Rarement ces dernières années autant de colères se seront concentrées en une même temporalité : du petit commerce aux ménages en proie à l’inflation en passant par de nombreux segments de la fonction publique, le spectre du mécontentement s’élargit et pourrait se mettre en mouvement sans autre mobile que celui d’être mécontent « en même temps ». Ce « en même temps » a peu à voir avec celui, présidentiel, qui en appelle à la synthèse du centre-gauche et du centre-droit, des sociaux-démocrates et des libéraux au nom d’une implicite complexité du monde.

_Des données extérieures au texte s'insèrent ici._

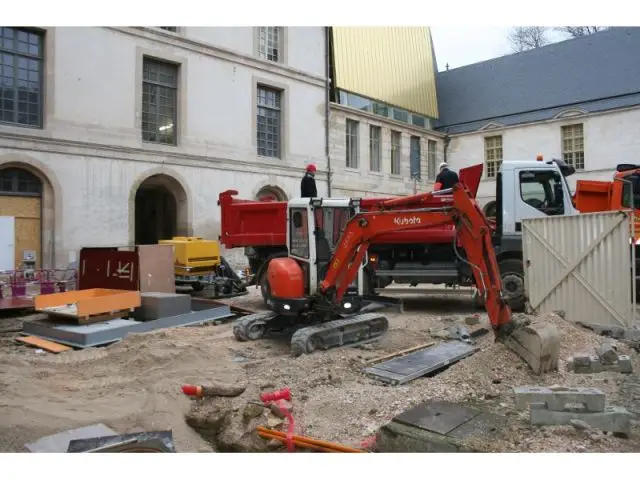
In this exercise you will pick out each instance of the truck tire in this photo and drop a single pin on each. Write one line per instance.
(265, 289)
(512, 275)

Ce « en même temps » est le boomerang du « en même temps » élyséen, celui qui jusqu’à présent n’est jamais parvenu à s’agréger mais qui aujourd’hui est en mesure de s’ossifier au point de bloquer le pays par refus d’un projet qui lui paraît inutile et injuste : inutile parce qu’il existe dans le moment, aux yeux d’une large partie de l’opinion, d’autres priorités qu’une initiative cosmétique sur le fond mais symboliquement lourde d’aspérités, injuste parce que perçu comme la régression, ou la transgression,de trop…A ce sentiment collectif, dont les études d’opinion confirment la prégnance majoritaire, le pouvoir répond par l’inflexibilité d’une part, et la rhétorique récurrente de la pédagogie d’autre part.
Tout se passe en effet comme si cette réforme témoignait de l’inaptitude du haut à comprendre le bas qui ne s’approprie plus le narratif de dirigeants perçus comme l’expression oligarchique de mandataires d’un ordre imposé par la globalisation.
Si doute il y a, nonobstant des déclarations de détermination, c’est dorénavant du côté de l’exécutif qu’il parait s’installer.
Mal engagée une affaire n’a généralement que très peu de chances de se donner les moyens d’une issue favorable. Force est de constater que toutes les conditions potentielles d’une crise sociale et politique sont en passe d’être réunies, comme si un engrenage sourd se mettait en mouvement de manière irréversible. Si le 31 janvier la bataille de la mobilisation tournait en faveur des syndicats, il n’y aurait plus d’autre alternative pour l’exécutif que de revoir sa copie. Reste à savoir comment.